Sensible, poétique, porté par une construction où
s'enchevêtrent les voix de trois personnages, un premier
roman comparé par une presse enthousiaste à Toni
Morrison et William Faulkner, qui transcende les
époques pour conter un épisode méconnu de l'histoire
de l'esclavagisme aux États-Unis.
Sa force, Wash la puise dans les voix de ses ancêtres
africains ; dans les souvenirs de sa mère, Mena ; dans les
rituels chamaniques auxquels elle l'a initié dans son
enfance ; dans les talismans qu'elle lui a légués ;
et aujourd'hui, dans ces instants volés le long de la
rivière, auprès de Pallas, esclave elle aussi, métisse et
guérisseuse.
Sa force, c'est ce qui lui a permis de survivre.
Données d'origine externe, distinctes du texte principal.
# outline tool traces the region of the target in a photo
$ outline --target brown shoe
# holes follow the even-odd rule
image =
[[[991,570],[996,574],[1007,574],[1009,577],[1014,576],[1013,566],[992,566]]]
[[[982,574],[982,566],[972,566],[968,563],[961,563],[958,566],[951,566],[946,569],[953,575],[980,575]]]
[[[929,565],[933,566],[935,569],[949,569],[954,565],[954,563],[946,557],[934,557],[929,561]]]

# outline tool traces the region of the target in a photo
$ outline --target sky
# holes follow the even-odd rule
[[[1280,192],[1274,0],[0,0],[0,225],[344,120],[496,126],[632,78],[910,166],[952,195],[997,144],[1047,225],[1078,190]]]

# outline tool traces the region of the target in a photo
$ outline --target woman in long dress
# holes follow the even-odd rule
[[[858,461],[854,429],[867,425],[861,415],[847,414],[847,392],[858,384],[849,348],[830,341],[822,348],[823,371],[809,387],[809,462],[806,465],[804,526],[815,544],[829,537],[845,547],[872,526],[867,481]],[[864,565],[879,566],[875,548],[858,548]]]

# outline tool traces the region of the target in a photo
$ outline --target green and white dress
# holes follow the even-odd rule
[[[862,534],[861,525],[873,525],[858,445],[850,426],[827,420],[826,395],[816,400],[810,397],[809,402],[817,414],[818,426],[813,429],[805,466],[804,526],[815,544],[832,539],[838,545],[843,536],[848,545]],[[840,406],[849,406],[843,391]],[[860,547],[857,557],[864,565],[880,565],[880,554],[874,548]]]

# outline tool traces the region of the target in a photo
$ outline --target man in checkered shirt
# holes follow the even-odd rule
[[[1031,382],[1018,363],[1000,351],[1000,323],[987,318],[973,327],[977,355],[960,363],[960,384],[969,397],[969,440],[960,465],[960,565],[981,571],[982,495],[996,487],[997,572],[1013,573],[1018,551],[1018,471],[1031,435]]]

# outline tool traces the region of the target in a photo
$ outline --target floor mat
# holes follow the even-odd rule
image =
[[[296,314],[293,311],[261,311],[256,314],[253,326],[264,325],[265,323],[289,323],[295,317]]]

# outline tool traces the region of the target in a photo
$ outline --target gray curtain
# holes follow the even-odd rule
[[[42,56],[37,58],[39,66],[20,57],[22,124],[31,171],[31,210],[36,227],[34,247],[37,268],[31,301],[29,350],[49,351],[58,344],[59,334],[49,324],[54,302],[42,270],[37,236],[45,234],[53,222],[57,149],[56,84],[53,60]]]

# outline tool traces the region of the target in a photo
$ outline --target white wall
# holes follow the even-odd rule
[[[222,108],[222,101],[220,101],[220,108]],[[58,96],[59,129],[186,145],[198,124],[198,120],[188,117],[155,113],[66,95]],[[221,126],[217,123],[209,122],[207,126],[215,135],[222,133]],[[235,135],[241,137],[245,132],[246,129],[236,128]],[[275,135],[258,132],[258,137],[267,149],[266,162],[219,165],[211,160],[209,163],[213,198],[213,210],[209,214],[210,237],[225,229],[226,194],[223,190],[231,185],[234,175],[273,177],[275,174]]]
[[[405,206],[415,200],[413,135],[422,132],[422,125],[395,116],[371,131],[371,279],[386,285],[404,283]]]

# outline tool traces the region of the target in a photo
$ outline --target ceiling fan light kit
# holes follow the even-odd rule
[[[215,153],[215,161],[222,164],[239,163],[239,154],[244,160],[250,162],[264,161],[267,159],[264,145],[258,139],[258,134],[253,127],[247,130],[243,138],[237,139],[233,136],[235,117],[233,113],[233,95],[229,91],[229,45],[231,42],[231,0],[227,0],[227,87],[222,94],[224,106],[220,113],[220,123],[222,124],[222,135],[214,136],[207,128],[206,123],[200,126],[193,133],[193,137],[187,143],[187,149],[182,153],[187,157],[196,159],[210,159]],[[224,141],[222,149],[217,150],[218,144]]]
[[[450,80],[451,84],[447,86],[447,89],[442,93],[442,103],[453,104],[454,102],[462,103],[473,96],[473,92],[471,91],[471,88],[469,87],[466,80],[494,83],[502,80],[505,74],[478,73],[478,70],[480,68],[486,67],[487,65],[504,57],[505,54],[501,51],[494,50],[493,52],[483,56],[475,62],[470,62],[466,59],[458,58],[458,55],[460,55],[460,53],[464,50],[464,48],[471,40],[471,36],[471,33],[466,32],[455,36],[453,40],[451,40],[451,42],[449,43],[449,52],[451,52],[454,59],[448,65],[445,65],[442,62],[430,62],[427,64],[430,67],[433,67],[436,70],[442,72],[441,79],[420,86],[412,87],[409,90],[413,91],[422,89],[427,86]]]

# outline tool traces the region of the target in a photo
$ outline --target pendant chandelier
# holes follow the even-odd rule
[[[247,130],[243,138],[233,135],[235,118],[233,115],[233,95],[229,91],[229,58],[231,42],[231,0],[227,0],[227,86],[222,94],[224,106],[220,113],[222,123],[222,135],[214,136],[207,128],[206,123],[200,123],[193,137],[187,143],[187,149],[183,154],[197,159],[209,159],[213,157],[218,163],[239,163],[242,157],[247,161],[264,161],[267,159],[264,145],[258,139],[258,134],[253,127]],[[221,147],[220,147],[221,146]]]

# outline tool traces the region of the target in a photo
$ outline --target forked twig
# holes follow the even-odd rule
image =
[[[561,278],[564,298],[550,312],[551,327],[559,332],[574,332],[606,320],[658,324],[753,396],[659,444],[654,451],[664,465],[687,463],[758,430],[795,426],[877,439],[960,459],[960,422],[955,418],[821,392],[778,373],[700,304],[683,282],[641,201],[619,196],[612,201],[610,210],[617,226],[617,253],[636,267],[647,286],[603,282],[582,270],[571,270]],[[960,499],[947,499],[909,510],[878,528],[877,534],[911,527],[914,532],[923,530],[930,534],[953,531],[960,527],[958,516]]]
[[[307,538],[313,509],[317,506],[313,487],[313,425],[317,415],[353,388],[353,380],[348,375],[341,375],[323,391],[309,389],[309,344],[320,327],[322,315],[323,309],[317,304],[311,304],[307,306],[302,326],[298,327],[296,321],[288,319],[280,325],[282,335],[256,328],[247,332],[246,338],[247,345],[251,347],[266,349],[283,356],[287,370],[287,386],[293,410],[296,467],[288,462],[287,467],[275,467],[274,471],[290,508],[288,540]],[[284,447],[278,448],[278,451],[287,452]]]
Aux
humiliations de ses anciens maîtres, jaloux de sa capacité
à endurer le pire sans jamais montrer sa douleur ; aux
coups qui lui ont ôté un oeil ; au marquage au fer rouge,
sur sa joue, de la lettre des fugitifs.
Cette force, c'est ce qui l'aide à supporter que
Richardson, son maître, pour sauver la plantation d'une
ruine annoncée, l'utilise désormais comme étalon
reproducteur. Qu'il le loue chaque vendredi aux propriétaires
voisins pour féconder leurs esclaves.
Et quand sa force vacille, Wash se raccroche à Pallas
et l'écoute parler du lien qui unit maître et esclaves dans
une toile d'araignée aussi fragile qu'inévitable.